ÉTUDE DES FONCTIONS DE PROJECTION TROPOSPHÉRIQUES ET DE LEURS IMPACTS DANS LE POSITIONNEMENT GPS

 

Lors de mesures effectuées avec des techniques spatiales, tel que le positionnement par satellites GPS, des erreurs majeures sont causées par la traversée de l'onde dans la troposphère. L'onde y subit un effet de retardement et un effet de courbure. Un modèle troposphérique intègre deux composantes: le délai troposphérique zénithal et une fonction de projection troposphérique. La fonction de projection permet de calculer le délai troposphérique pour un angle d'élévation donné à partir du délai troposphérique zénithal. Les fonctions de projection n'étant pas elles non plus parfaites, l'erreur restante se propage dans les coordonnées des stations. Une multitude de fonctions de projection troposphérique existent afin de calculer les délais troposphériques. La sélection d'une de ces fonctions pour le traitement d'observations GPS s'avère alors très difficile ne sachant pas laquelle ou lesquelles performent le mieux.

La présente recherche porte sur I'analyse des impacts sur les coordonnées de dix-sept fonctions de projection troposphérique lors du traitement d'observations GPS par rapport à une fonction de projection de référence (afin de vérifier leurs performances entre elles) et par rapport au traçage de faisceaux. Le but ultime de cette recherche est d'orienter le choix de la (les) fonction(s) de projection troposphérique à utiliser lors du traitement d'observations GPS et de quantifier l'ordre de grandeur des erreurs sur les coordonnées occasionnées par les fonctions de projection.
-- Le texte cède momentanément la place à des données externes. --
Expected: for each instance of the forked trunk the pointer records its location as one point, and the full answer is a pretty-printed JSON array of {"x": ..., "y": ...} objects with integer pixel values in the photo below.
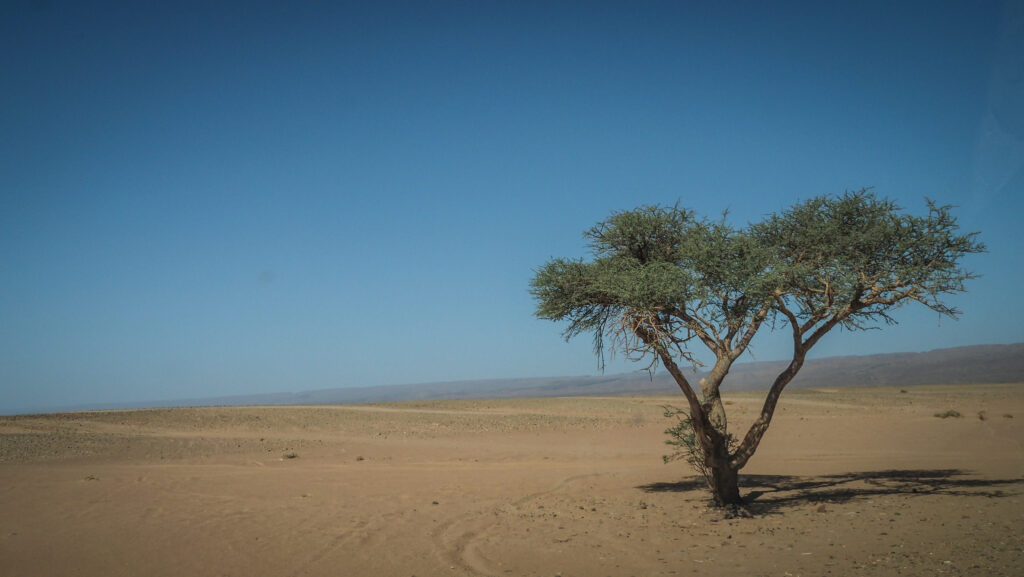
[{"x": 723, "y": 478}]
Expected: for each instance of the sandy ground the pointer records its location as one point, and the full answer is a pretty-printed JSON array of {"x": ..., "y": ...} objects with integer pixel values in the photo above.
[{"x": 847, "y": 482}]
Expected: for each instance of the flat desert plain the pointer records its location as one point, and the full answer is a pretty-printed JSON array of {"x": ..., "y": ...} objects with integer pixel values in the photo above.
[{"x": 847, "y": 482}]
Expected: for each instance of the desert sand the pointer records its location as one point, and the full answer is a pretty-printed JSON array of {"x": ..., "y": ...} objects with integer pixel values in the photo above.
[{"x": 847, "y": 482}]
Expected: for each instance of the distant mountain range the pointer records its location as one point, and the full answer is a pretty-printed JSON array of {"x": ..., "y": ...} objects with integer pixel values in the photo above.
[{"x": 964, "y": 365}]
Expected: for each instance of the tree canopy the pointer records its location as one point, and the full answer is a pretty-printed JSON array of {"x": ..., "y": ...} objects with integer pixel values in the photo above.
[{"x": 663, "y": 281}]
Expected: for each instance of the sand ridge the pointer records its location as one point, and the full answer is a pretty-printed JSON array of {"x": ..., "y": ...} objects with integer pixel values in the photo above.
[{"x": 848, "y": 481}]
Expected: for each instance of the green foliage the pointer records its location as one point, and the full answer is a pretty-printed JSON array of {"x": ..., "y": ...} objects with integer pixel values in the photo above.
[
  {"x": 685, "y": 446},
  {"x": 660, "y": 276}
]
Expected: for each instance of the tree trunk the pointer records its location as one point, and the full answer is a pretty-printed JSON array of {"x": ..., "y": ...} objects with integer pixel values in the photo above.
[{"x": 723, "y": 478}]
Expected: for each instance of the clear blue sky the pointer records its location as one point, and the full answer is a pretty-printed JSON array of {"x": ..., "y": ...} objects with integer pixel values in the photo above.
[{"x": 206, "y": 200}]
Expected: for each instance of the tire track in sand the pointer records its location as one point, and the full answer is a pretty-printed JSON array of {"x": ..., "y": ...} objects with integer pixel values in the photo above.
[{"x": 454, "y": 538}]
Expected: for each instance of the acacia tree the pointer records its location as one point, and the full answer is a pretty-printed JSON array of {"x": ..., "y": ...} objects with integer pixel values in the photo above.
[{"x": 664, "y": 283}]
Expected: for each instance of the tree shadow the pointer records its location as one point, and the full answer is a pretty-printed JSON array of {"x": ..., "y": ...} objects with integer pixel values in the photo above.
[{"x": 772, "y": 493}]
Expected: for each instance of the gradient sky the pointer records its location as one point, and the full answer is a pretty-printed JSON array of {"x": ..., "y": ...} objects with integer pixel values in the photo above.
[{"x": 258, "y": 197}]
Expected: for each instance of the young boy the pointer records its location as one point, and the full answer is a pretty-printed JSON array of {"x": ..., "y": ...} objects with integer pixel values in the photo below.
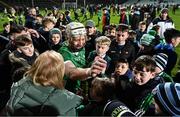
[
  {"x": 161, "y": 62},
  {"x": 142, "y": 84},
  {"x": 145, "y": 44},
  {"x": 122, "y": 68},
  {"x": 172, "y": 37},
  {"x": 102, "y": 90},
  {"x": 102, "y": 46},
  {"x": 166, "y": 99},
  {"x": 121, "y": 47},
  {"x": 23, "y": 57},
  {"x": 55, "y": 37},
  {"x": 111, "y": 31}
]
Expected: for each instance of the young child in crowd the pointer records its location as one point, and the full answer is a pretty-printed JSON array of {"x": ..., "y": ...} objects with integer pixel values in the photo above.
[
  {"x": 142, "y": 84},
  {"x": 122, "y": 68},
  {"x": 172, "y": 37},
  {"x": 55, "y": 37},
  {"x": 102, "y": 90},
  {"x": 112, "y": 32},
  {"x": 145, "y": 44},
  {"x": 23, "y": 57},
  {"x": 121, "y": 47},
  {"x": 161, "y": 62},
  {"x": 102, "y": 46}
]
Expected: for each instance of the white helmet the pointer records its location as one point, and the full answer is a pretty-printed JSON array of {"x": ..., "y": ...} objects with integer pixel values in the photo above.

Ce mémoire présente le contexte théorique entourant la recherche. Une revue des fonctions de projection ainsi que les simulations qui ont été effectuées afin d'analyser les impacts sur les coordonnées est présentée. L'analyse est effectuée en fonction de divers paramètres (masque d'élévation, distribution satellitaire, durée des sessions d'observations, différence d'altitude et la distance entre deux stations, estimation ou non des ambiguïtés de phase, estimation ou non de paramètres troposphériques, contraintes imposées aux coordonnées).

Les simulations ont permis de démontrer que ce sont les fonctions de projection troposphérique Herring, Lanyi, Ifadis, Niell et Davis qui engendrent les plus petits effets sur les coordonnées comparativement aux douze autres fonctions de projection étudiées. Quoique Davis n'est pas optimisée pour déterminer la composante humide du délai troposphérique. Pour des levés géodésiques et des travaux de précision, ce sont ces fonctions (Honing, Lanyi, Ifadis, Niell ou Davis) qu'il est suggéré d'utiliser lors du traitement d'observations GPS, spécialement lorsque le masque d'élévation est peu élevé.